Co najdziwniejsze, sztabki nie są typową fałszywką, tzn. pozłoconym metalem, ale jest to realny kruszec najwyższej próby. Sztabki posiadają jednak fałszywe logo i oznaczenia.
Takie sztabki, które prawdopodobnie pochodzą z nielegalnego wydobycia, mogą posłużyć do prania pieniędzy na szerszą skalę np. w celu pozyskania funduszy dla krajów objętych sankcjami gospodarczymi. Odróżnienie sztabki z prawdziwego złota, ale z nielegalnymi oznaczeniami jest bardzo trudne, a koszt wprowadzenia ich na rynek wyższy niż w przypadku "tanich" fałszywek.

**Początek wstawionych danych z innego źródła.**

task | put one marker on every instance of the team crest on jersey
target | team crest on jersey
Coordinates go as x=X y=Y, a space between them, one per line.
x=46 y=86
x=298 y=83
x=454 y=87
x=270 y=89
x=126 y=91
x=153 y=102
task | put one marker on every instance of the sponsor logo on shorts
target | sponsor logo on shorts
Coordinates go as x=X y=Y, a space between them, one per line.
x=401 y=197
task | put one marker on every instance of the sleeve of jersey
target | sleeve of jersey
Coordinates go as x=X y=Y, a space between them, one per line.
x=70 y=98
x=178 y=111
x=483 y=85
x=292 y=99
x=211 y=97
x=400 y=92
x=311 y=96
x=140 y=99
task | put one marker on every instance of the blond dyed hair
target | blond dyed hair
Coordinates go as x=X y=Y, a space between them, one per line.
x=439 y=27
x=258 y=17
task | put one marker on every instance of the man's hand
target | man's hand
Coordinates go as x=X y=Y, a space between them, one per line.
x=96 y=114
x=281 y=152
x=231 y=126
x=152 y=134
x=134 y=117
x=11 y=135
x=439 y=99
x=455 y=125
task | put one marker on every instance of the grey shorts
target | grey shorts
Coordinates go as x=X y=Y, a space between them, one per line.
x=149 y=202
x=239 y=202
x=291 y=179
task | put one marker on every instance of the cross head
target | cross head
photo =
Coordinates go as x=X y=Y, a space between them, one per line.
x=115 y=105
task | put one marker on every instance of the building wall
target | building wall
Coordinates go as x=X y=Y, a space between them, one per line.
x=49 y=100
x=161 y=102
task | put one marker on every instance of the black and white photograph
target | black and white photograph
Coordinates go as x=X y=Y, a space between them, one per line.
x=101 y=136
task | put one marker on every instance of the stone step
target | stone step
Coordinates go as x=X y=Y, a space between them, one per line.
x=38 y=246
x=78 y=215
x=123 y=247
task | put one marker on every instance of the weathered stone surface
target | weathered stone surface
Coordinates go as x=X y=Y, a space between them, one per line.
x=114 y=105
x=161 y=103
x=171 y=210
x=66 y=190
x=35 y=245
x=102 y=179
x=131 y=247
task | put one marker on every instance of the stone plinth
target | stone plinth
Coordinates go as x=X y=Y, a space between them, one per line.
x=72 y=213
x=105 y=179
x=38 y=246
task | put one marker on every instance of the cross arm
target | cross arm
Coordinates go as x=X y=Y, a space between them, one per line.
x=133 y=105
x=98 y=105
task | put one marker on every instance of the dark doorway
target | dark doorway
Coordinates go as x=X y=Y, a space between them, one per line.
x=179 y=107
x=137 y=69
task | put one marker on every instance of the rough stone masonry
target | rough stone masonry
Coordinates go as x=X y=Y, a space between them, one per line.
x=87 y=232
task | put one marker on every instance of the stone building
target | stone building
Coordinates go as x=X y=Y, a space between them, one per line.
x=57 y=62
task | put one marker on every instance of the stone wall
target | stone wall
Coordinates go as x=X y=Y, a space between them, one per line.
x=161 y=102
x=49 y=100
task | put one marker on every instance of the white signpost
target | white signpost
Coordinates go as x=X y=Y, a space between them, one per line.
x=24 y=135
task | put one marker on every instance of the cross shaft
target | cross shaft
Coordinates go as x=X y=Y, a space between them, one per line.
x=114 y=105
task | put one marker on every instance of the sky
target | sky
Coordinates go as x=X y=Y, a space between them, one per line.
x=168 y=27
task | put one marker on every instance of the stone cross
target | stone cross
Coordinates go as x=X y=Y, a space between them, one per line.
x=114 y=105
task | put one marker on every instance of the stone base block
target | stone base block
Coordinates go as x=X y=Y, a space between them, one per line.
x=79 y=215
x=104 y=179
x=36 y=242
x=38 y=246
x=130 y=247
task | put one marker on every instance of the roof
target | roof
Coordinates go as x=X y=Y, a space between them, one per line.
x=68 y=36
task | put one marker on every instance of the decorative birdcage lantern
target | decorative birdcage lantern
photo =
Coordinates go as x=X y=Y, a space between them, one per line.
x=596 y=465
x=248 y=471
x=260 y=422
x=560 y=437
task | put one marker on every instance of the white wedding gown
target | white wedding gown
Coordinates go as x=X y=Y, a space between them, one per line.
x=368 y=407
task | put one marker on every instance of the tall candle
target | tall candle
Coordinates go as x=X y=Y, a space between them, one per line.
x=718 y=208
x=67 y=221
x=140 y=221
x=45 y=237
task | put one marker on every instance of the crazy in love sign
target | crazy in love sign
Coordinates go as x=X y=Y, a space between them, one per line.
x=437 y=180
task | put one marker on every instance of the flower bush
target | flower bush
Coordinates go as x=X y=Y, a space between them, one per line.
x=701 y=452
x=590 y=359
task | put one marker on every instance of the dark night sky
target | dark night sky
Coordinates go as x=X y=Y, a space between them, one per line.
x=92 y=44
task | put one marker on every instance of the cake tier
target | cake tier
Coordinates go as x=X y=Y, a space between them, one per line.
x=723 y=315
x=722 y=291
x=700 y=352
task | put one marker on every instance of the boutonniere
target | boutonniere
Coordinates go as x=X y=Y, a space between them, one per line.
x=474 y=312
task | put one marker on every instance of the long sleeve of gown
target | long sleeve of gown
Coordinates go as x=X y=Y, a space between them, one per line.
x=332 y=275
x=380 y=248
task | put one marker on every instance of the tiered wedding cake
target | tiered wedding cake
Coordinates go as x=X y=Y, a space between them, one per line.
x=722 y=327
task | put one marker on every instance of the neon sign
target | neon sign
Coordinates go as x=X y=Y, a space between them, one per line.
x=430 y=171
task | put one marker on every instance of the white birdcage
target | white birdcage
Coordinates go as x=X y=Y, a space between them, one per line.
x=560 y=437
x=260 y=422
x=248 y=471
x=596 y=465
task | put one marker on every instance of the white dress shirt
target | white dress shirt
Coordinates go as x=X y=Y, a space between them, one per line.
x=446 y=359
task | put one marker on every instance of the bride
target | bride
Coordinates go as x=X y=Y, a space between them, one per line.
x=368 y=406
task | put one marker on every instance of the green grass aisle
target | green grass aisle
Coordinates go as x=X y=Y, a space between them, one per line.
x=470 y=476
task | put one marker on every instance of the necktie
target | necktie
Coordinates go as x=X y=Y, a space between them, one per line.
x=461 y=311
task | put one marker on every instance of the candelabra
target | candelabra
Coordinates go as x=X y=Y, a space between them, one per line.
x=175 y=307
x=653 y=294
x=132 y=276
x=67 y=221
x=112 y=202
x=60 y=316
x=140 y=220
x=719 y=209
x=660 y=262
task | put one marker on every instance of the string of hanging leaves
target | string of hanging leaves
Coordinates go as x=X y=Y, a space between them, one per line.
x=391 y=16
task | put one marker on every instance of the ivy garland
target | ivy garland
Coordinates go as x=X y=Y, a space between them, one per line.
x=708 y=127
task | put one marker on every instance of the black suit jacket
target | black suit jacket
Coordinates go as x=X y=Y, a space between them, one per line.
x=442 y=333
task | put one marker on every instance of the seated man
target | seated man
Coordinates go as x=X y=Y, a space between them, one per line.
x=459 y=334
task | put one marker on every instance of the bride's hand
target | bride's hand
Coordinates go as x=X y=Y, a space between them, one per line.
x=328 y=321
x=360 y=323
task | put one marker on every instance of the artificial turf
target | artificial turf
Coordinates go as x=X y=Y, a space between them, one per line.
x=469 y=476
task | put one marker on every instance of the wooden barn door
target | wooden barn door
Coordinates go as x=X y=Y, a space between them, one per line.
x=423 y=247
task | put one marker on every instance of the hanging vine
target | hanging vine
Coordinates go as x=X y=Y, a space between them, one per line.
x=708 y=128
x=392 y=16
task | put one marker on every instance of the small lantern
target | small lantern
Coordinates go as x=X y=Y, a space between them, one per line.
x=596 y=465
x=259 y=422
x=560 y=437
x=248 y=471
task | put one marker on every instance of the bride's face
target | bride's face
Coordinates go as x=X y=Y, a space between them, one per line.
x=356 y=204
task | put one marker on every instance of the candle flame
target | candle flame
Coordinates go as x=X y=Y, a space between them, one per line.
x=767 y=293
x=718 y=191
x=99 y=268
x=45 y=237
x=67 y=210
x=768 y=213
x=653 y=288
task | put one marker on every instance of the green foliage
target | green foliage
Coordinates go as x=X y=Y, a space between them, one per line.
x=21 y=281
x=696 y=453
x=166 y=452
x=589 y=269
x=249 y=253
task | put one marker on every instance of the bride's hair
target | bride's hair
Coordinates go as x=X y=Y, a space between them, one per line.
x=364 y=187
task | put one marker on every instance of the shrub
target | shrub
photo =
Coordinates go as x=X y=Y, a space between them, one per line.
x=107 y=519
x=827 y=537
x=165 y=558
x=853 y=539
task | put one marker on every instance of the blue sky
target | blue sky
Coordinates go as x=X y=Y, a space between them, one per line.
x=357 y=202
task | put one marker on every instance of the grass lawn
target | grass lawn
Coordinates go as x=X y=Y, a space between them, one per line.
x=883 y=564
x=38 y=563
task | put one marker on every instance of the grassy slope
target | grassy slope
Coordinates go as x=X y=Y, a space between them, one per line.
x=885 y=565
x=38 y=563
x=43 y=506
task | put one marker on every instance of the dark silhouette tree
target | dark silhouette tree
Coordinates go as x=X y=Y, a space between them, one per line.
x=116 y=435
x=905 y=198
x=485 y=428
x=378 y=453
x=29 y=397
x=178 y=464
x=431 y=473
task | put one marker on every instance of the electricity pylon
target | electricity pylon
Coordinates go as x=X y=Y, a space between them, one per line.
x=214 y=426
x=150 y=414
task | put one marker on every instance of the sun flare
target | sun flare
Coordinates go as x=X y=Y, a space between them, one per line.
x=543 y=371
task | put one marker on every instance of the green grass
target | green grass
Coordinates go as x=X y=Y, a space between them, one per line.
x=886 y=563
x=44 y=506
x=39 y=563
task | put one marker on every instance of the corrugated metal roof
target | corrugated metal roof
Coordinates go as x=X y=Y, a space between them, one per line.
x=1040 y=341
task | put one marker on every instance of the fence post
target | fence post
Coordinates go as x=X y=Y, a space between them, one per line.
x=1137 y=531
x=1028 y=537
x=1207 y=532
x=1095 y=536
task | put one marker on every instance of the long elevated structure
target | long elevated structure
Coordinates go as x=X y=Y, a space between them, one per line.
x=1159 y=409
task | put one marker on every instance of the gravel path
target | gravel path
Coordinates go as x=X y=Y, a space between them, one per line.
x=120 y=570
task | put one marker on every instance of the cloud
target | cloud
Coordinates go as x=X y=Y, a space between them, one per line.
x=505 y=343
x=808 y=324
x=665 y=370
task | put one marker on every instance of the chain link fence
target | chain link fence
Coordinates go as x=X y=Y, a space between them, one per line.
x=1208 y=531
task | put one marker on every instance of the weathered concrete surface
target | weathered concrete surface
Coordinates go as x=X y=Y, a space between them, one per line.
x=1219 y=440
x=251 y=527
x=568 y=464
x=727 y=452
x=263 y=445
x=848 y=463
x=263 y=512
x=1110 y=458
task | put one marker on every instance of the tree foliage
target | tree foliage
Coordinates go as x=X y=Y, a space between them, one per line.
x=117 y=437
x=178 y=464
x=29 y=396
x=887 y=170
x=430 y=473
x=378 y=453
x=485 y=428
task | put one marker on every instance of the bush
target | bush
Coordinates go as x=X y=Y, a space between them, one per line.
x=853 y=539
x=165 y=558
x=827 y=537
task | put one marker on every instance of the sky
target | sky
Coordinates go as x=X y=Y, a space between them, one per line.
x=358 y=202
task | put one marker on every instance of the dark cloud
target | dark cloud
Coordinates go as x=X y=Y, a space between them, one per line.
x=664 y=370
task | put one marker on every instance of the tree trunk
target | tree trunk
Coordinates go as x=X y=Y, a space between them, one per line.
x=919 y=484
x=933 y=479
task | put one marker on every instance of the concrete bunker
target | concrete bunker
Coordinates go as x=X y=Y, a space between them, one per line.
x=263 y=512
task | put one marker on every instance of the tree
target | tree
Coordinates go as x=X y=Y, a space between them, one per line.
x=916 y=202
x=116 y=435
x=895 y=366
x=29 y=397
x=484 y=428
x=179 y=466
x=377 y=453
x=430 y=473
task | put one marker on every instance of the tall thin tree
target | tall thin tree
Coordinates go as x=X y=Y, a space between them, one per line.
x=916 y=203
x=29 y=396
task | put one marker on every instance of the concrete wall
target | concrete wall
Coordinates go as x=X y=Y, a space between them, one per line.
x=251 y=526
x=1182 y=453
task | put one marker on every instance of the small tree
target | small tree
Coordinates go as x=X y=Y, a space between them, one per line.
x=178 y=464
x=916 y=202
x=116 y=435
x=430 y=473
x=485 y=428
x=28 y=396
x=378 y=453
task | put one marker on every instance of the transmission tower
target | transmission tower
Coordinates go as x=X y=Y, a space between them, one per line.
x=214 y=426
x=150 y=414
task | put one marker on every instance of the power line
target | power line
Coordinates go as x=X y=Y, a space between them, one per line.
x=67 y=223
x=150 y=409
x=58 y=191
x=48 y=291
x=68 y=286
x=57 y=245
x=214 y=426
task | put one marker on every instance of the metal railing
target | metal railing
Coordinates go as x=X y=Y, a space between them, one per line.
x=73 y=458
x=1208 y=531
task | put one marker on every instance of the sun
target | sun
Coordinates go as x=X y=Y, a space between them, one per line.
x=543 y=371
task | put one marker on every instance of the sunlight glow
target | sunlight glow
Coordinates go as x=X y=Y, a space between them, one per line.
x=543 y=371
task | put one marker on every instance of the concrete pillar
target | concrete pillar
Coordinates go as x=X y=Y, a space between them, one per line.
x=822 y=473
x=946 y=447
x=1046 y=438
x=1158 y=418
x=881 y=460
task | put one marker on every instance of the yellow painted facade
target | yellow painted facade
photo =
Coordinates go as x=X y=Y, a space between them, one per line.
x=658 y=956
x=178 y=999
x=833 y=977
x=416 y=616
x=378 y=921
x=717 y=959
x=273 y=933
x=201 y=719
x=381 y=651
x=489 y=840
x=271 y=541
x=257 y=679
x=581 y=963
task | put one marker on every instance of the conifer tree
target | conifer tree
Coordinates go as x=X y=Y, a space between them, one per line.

Jednym z powodów pojawiania się na rynku większych ilości nielegalnego złota jest stały jego wzrost w ostatnim czasie. W drugiej połowie sierpnia cena złota osiągnęła poziom 1550 dol. za uncję, czyli najwyższy od 2013 roku, historycznie najwyższy poziom to okolice 1900 dol.
Tymczasem historyczny rekord ceny złota padł już w Polsce, pułap 5 913,90 zł za uncję z września 2011 roku został pokonany 13 sierpnie. W czwartek płaci się już 6100 zł i nie wygląda, że to koniec marszu w górę złotego kruszcu. Analitycy rynkowi prognozują dalszy wzrost ceny. Wszystko przez niestabilną sytuację geopolityczną, na którą wpływ mają przede wszystkim amerykańsko-chińska wojna handlowa czy napięta sytuacja na Bliskim Wschodzie wokół relacji państw zachodnich z Iranem.
Wzrost ceny złota podbiły w ostatnim czasie także doniesienia wokół amerykańskiego banku centralnego (Fed), na którego w sprawie agresywnego cięcia stóp procentowych mocno naciska prezydent Donald Trump . Przy tych czynnikach inwestorzy to właśnie złocie, a nie innych aktywach, upatrują finansowej "bezpiecznej przystani".